B. News Feed: The Hybrid Fan-out Model
Generating a feed for 1 billion users is the hardest problem. We use two models based on user popularity:
Push Model (Fan-out on Write):
- Used for "Regular" users.
- When you post, we push your post ID into the pre-computed feed caches (Redis) of all your followers.
- Pro: Viewing the feed is extremely fast (just a Redis read).
- Con: Inefficient for celebrities with 50M+ followers.
Pull Model (Fan-out on Load):
- Used for "Celebrities" (e.g., Cristiano Ronaldo).
- We do not push his posts to 500M+ people.
- Instead, when a follower loads their feed, we "pull" the latest posts from any celebrities they follow and merge them into the feed.
C. Sharding Strategy: Scalable Metadata
Instagram uses PostgreSQL but scales it through custom sharding.
- Data is sharded by
user_id. - Every shard contains multiple "logical shards" allowing for easy migration as volume grows.

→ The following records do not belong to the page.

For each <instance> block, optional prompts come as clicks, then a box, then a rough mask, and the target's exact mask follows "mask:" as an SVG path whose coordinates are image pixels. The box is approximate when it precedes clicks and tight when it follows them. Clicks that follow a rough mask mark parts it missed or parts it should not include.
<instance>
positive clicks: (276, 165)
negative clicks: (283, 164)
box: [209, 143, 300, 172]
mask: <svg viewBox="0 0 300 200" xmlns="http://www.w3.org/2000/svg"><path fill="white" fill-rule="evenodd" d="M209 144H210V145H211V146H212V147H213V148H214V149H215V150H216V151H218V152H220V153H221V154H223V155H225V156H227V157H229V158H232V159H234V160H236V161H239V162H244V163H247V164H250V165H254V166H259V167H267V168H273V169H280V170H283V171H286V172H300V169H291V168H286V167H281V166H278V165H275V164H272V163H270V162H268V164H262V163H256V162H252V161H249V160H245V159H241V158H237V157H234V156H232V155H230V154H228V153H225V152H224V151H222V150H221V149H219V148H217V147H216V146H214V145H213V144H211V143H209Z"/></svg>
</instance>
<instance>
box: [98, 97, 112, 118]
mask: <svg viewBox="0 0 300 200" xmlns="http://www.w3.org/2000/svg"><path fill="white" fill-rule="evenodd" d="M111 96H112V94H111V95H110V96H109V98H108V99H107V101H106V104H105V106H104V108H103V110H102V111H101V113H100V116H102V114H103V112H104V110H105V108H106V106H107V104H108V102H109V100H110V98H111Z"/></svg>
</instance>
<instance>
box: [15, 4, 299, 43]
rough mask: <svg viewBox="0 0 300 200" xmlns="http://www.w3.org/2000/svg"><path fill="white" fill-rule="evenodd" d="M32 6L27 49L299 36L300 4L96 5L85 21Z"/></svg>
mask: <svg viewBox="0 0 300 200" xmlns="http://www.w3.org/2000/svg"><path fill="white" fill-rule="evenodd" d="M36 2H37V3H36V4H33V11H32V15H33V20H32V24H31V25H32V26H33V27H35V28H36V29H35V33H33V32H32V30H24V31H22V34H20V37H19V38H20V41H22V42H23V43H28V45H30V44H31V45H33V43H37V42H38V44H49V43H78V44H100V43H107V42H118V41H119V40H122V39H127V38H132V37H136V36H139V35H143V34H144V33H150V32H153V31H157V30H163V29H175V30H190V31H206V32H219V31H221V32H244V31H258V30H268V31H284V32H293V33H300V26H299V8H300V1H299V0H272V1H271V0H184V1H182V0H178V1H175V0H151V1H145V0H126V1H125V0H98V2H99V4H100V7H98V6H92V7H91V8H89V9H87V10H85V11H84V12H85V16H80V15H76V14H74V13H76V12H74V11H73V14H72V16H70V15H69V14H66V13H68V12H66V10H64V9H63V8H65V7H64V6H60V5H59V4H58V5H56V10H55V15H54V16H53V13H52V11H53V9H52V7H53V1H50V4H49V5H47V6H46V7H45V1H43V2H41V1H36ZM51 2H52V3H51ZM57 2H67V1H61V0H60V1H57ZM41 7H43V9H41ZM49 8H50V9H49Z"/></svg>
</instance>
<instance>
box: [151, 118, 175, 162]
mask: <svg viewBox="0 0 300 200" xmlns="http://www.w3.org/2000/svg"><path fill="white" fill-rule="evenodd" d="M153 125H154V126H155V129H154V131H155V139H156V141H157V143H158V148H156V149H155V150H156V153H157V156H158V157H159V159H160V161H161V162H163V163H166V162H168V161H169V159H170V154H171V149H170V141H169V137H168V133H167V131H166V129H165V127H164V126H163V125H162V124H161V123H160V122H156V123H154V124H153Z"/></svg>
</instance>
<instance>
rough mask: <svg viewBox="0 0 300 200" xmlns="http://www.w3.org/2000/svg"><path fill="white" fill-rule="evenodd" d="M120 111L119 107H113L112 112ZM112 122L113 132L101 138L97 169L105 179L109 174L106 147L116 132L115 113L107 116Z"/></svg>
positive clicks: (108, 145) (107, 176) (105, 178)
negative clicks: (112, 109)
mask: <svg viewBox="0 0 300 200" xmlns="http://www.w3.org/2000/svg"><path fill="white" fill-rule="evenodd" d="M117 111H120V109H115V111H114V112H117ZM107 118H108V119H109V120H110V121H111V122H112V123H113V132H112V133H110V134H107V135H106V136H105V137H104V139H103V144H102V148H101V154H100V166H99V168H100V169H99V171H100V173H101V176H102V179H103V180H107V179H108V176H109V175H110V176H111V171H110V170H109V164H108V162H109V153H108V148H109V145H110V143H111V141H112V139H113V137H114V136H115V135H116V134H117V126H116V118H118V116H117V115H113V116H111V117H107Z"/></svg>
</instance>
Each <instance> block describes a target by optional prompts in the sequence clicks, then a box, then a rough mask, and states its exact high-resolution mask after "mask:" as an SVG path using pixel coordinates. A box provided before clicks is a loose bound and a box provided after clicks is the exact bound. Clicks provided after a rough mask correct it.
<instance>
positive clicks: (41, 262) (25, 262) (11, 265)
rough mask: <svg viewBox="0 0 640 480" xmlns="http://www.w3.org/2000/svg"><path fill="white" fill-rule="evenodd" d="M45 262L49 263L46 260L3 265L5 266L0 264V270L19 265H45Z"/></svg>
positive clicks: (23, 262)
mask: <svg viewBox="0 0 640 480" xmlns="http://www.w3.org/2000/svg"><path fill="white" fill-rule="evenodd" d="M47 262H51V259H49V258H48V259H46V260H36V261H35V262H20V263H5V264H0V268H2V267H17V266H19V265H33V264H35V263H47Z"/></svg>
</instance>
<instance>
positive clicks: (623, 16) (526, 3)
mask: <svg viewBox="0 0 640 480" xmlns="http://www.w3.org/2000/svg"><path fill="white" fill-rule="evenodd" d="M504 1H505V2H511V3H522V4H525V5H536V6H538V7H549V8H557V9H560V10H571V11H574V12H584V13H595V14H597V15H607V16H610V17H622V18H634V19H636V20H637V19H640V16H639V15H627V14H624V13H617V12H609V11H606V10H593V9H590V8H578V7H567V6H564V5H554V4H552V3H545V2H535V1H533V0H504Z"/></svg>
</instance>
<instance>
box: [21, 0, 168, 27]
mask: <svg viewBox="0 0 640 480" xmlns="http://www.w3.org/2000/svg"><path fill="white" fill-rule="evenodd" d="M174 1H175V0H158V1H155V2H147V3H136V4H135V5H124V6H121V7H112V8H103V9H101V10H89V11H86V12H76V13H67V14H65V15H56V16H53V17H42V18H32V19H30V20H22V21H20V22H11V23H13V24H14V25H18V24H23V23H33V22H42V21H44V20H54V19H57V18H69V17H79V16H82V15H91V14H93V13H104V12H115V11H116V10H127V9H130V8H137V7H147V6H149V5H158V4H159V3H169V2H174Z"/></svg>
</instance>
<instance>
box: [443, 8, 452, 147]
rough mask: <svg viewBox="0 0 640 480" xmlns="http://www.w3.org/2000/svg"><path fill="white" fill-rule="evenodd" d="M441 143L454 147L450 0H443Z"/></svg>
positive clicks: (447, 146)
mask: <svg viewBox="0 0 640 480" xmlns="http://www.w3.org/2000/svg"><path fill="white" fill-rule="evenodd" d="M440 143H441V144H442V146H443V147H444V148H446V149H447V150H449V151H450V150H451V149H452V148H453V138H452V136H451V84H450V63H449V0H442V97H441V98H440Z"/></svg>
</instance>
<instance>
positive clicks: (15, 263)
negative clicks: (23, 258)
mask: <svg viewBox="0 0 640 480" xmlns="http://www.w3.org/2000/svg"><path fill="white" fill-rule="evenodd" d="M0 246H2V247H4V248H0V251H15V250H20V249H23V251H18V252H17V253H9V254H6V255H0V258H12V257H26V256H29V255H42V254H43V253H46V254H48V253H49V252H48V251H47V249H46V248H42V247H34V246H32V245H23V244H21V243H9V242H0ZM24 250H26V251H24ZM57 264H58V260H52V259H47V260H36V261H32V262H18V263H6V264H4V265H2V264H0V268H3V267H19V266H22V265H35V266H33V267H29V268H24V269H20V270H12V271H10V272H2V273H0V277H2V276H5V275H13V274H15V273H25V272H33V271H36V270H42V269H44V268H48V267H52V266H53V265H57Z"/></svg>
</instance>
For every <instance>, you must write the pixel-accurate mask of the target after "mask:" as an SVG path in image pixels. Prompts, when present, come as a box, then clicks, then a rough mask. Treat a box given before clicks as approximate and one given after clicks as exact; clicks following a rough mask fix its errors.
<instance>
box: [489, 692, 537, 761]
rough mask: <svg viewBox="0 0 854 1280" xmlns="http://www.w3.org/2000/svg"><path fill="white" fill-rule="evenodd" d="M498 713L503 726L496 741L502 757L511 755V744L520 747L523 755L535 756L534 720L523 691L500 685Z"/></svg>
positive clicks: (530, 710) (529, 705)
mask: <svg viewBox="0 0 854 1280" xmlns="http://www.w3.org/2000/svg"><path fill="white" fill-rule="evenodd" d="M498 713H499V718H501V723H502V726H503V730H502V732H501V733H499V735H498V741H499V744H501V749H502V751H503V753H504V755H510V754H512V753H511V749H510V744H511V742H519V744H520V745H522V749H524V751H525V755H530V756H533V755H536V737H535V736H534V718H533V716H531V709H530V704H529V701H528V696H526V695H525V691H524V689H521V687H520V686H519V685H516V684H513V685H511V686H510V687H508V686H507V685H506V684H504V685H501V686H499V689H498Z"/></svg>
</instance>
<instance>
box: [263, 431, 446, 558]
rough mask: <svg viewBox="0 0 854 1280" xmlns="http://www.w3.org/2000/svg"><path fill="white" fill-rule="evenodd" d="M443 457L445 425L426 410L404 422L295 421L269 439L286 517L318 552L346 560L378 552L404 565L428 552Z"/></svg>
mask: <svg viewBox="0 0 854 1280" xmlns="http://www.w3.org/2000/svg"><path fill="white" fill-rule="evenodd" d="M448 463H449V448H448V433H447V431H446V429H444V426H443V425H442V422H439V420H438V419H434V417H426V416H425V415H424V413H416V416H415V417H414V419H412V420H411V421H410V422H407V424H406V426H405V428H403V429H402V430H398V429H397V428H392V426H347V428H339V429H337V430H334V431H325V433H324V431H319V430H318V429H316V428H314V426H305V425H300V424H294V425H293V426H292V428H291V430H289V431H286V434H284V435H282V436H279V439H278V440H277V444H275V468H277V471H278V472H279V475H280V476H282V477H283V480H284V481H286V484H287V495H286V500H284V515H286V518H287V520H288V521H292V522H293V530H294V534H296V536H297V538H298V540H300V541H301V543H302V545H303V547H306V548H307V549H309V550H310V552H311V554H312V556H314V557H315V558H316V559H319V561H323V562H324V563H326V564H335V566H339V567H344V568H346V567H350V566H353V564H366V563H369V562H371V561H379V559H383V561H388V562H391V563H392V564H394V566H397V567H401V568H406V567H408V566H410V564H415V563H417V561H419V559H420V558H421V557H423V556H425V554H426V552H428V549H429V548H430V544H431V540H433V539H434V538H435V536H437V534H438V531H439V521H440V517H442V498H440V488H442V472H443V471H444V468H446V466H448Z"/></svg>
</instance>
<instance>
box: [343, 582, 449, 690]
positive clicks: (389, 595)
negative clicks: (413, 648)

- ID Generation: A custom Snowflake-like ID generator ensures unique IDs across shards without a central bottleneck.
4. Implementation Example: Feed Service
This example demonstrates how a Feed Service might handle the hybrid pulling of celebrity posts.
typescript
import { Redis } from "ioredis";
interface Post {
id: string;
userId: string;
mediaUrl: string;
timestamp: number;
}
class FeedService {
private redis: Redis;
constructor() {
this.redis = new Redis();
}
/**
* Retrieves the combined feed for a user
*/
async getFeed(userId: string): Promise<Post[]> {
// 1. Fetch pre-computed feed IDs from Redis (Regular users' posts)
const regularPostIds = await this.redis.lrange(`feed:${userId}`, 0, 49);
// 2. Identify Celebrities the user follows
const celebrities = await this.followService.getFollowedCelebrities(userId);
// 3. Pull latest posts from Celebrities (Fan-out on Load)
const celebrityPosts = await Promise.all(
celebrities.map((celebId) => this.postService.getLatestPosts(celebId, 5))
);
// 4. Merge and sort by timestamp
const allPosts = [
...(await this.getPostsByIds(regularPostIds)),
...celebrityPosts.flat(),
];
return allPosts.sort((a, b) => b.timestamp - a.timestamp);
}
private async getPostsByIds(ids: string[]): Promise<Post[]> {
// Fetch full post objects from cache or DB
return this.postCache.getMany(ids);
}
}5. Summary: Key Trade-offs
| Feature | Design Choice | Trade-off |
|---|---|---|
| Feed | Hybrid Push/Pull | Pulling for celebs reduces write-latency but adds complexity to feed retrieval. |
| Consistency | Eventual Consistency | Likes/Comments might be slightly out of sync for a few seconds to ensure high availability. |
| Storage | S3 + CDN | Increases infrastructure cost but ensures global low-latency viewing. |